Member of the Zimbabwean Parliament for Chitungwiza South
- Incumbent
- Assumed office 5 September 2018
- Preceded by: Christopher Chigumba

Personal details
- Party: Citizens Coalition For Change (2022–present)
- Other political affiliations: Movement for Democratic Change – Tsvangirai/MDC Alliance (Until 2022)
- Children: 3

= Maxwell Mavhunga =

Zimbabwean politician

Maxwell Mavhunga is a Zimbabwean politician who has been Member of Parliament (MP) for Chitungwiza South in the Harare Province since 2018. Elected as a member of the MDC Alliance, he joined the Citizens Coalition for Change in 2022.

==Early career==
Mavhunga worked as a lecturer at Trust Academy while studying at the University of Zimbabwe. He also lectured in Denmark and the Speciss College where he taught commercial law to students. Mavhunga graduated from the University of Zimbabwe with his law degree in 1999. After graduating, he began practicing as a lawyer.

==Political career==
In 2014, Mavhunga became the provincial secretary for legal affairs of the Movement for Democratic Change – Tsvangirai. He was later elected as secretary for the Harare Province at the party's congress.

==Parliamentary career==
Prior to the 2018 harmonised elections, Mavhunga was selected as the MDC Alliance's candidate for the Chitungwiza South parliamentary constituency.
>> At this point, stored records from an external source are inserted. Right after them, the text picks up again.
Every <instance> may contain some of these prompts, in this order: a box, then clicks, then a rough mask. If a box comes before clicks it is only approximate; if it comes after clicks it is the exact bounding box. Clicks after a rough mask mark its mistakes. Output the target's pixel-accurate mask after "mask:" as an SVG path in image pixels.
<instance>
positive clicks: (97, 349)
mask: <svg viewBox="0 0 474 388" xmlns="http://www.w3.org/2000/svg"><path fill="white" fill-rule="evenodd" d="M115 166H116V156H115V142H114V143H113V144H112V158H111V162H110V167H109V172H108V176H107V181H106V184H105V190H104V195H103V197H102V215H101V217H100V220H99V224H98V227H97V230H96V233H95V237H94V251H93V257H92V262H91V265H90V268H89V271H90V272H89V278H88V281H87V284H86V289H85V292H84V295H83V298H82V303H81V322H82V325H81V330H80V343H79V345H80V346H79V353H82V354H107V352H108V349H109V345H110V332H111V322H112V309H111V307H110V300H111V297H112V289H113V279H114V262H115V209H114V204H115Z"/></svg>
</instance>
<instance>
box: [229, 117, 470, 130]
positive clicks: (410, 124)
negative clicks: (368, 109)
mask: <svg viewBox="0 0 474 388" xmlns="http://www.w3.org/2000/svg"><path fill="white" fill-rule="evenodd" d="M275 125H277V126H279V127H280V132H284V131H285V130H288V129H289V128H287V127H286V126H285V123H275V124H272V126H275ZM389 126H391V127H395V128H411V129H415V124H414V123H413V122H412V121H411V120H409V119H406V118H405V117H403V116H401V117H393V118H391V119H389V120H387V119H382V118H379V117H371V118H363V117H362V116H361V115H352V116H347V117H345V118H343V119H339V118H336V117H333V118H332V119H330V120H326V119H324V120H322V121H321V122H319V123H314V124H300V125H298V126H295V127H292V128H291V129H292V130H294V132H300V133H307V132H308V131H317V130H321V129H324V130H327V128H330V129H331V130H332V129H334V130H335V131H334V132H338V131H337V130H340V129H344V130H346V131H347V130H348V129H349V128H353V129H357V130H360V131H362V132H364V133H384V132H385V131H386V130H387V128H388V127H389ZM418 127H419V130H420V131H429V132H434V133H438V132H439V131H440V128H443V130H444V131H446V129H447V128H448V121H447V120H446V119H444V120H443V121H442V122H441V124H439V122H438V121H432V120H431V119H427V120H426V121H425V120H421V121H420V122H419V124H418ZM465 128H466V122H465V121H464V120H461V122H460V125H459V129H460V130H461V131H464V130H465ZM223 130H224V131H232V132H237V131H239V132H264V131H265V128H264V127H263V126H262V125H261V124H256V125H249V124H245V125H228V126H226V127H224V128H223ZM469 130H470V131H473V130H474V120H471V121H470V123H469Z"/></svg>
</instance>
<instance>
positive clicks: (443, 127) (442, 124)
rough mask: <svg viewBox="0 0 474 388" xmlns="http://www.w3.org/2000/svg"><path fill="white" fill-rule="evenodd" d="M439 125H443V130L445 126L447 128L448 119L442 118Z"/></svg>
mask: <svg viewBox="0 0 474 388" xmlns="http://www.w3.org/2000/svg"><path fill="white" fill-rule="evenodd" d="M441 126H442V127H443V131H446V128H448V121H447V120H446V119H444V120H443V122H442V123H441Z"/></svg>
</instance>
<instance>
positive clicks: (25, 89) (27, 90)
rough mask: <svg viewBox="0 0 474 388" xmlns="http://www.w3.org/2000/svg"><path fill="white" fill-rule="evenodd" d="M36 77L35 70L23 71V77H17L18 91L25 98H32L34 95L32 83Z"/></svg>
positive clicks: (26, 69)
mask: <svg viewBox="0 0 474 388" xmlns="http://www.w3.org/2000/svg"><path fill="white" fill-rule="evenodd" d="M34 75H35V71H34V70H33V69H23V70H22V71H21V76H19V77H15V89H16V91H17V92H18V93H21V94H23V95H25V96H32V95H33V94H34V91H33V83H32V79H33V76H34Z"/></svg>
He was elected to Parliament at the election and named to the Parliamentary Legal Committee.

Mavhunga crossed the floor and joined former MDC Alliance leader Nelson Chamisa's new party, the Citizens Coalition for Change, shortly after its founding in 2022.

In August 2022, it was reported that local police officers had refused to utilise the satellite police station that Mavhunga had built in Unit L of the Chigumba area in his constituency with the Community Development Fund.

In June 2023, Mavhunga was selected as the Citizens Coalition for Change candidate for Chitungwiza South for the general elections on 23 August 2023. Mavhunga retained the seat at the general election, having received 10,145 votes.

==Personal life==
Mavhunga is married and has three children.